L’Arabie saoudite, Bahreïn, Émirats arabes unis, Koweït, Oman ou au Qatar sont montrés du doigt depuis la crise migratoire. Un dessin résumant l’indifférence de l’Arabie Saoudite fait le tour de l’Afrique et de l’Europe. Des ONG (Organisations non gouvernementales), telles que Amnesty international, s’indignent du désintéressement délibéré de ces pays riches, sans aucun de ces pays ne bougent ou ne réagissent. Aucun écrit lié à la crise en Syrie n’a été communiqué par les autorités de ces pays, encore moins proposé un plan d’aide aux réfugiés syriens, peut-on lire sur Gulf Times, un quotidien qatari.
« La configuration actuelle par rapport à la nouvelle migration s’avère difficile dans ces petits états du Golf. Car, la population des Arabes qu’ils soient Saoudiens, Qataris ou du Bahreïn ont déjà une émigration en surnombre. On pourrait se poser la question, est ce qu’ils s’en sortiraient s’ils accueillaient des Syriens. »
Il y a donc des considérations politiques, certes, mais Tarik Ramadan est persuadé que tous ces pays riches, peuvent investir financièrement dans l’accompagnement des réfugiés, chose qu’ils ne font pas.

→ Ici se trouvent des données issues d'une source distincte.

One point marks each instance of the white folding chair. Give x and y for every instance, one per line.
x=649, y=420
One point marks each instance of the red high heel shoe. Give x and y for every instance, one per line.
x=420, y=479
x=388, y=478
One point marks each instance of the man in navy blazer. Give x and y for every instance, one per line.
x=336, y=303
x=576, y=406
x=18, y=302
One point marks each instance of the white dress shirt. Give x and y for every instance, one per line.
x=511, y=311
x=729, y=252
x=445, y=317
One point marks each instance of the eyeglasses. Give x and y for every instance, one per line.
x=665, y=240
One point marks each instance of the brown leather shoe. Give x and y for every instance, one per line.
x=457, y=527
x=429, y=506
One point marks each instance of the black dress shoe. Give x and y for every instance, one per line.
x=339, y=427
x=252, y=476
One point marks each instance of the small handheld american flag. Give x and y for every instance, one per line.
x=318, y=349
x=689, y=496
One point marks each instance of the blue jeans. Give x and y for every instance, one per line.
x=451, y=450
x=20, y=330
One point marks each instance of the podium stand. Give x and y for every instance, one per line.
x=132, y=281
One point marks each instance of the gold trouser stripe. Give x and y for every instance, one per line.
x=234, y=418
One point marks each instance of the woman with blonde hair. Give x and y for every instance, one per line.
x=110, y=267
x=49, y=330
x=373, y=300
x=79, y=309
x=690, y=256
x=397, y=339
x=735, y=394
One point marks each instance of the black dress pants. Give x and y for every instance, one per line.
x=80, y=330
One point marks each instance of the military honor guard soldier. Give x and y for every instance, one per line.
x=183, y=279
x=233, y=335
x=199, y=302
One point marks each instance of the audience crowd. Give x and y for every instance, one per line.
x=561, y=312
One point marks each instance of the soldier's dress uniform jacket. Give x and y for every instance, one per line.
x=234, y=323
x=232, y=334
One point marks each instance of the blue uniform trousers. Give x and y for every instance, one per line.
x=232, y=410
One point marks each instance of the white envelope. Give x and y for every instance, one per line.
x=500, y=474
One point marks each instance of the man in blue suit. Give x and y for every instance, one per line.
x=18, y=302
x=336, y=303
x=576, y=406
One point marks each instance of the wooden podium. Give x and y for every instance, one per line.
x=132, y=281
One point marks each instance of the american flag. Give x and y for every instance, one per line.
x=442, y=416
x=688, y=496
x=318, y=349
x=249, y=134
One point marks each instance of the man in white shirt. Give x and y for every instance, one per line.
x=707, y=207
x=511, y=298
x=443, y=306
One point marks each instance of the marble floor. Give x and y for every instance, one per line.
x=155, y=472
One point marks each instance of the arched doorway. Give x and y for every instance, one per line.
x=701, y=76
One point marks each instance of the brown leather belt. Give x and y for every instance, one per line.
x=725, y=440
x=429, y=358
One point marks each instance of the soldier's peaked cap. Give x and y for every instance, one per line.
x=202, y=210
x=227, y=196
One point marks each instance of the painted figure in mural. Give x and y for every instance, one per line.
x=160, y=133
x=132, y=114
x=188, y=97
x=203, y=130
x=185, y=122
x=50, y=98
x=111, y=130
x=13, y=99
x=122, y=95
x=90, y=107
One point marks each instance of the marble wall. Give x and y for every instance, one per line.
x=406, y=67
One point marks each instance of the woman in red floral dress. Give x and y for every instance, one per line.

Ces pays trouvent une échappatoire politique en injectant quelques milliers de dollars dans les pays du Proche-Orient submergés par les afflux des migrants syriens depuis 2011. Ce qui reste très insuffisant. De plus, comme ceux de l’Afrique du nord, ces pays ne sont pas préparés à un tel afflux.
De 2001 à 2013, le nombre des réfugiés syriens est passé de 133 000 à 800 000 au Liban. Il a doublé en Turquie et en Jordanie pour passer respectivement à 2 millions de personnes et 1,1 million, cette année, selon les chiffres communiqués par la HCR qui a pris en charge plus de 4 millions de réfugiés syriens au Proche-Orient depuis le début de la guerre en Syrie en 2011. Une autre aide est fournie par l’UE (Union européenne), dont le montant est d’un milliard d’euros injectés dans les agences des Nations unies investies dans l’aide aux réfugiés syriens au Proche-Orient. Mais ces pays demeurent dépassés.
Nous ne le dirons jamais assez : la volonté ne suffit pas pour accueillir les réfugiés dans des conditions décentes. La richesse ne suffit pas non plus à elle seule. Les pays d’Afrique du nord et du Proche-Orient ont la première. Les pays du Golf ont la deuxième.
Il faut une politique de solidarité et une autre de stratégies qui répond aux besoins de la vague migratoire à laquelle assiste le monde actuellement. A défaut, l’accueil des migrants est voué à l’échec, comme nous le voyons dans les pays d’Afrique du nord, actuellement.